Last Sunday here on the Irish Riviera (one nickname for Scituate, MA) was not a great day for outdoor activities.  The day was a complete washout reminiscent of South Florida style storms complete with thunder and lightning. Frequently on days like this, I have a saying that it is “a great day for indoor sports”.

That could mean going to the gym, having a Sunday funday brunch, or settling down to watch something good on the tube.  I opted for numbers 1 & 3, and boy was I happy with my choices.

The viewing started when I decided to check into the Wimbledon finals.  I thought that I just wanted to get a feel for what was going on and see what the Brits were up to, but I couldn’t turn it off.  This had to be one of the best matches in the history of the game.  Both players left it all on the court, with the score bouncing back and forth between the two great finalists Novak Djokovic and Carlos Alcaraz. One seasoned champion and one destined to become one battled for nearly 5 hours in front of the sellout crowd.

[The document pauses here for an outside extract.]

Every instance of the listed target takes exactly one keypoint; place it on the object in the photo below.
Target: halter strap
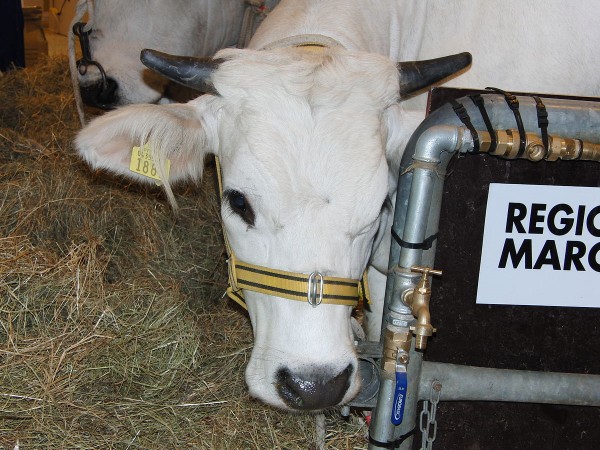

The 20-year-old Alcaraz finally won, but I was most taken by the speech delivered by Djokovic after his defeat. I’ve always liked him as a player, but now I’ve grown to really appreciate him and love his candor, honor, humility and fortitude.  What a great human being he is. I really believe that at 36 years old, this loss will make him stronger and keep him in the running for a few more years.

What I kept thinking during his speech was about the ungrateful US athletes who dump on the USA and get political after they win a big game or championship. Whether it is the WNBA loudmouth or the football players refusing to stand for the national anthem, these people really bother me. I know this is a free country, but it is time for our country to get the respect it deserves, from everyone whether you make nothing or $50 million a year for putting a ball in a hoop. And for those who can’t stop dumping on the USA, consider tracing your ancestral roots and heading back there; I’m sure it will be better for you.

To close out the afternoon, I flipped on the Scottish Golf Open only to see Rory McIlroy drain an 11-foot putt to win on the 72nd hole.  Another class act that Rory, and while he beat a young Scottish kid who would have made the locals proud, a second-place finish paid him well for the week. Someday I hope to finish a golf round as Rory did and birdie the last two holes. Yesterday, for example, I played with friends at Sacconnesset in Falmouth only to wreck an otherwise great round to finish with two triple bogies!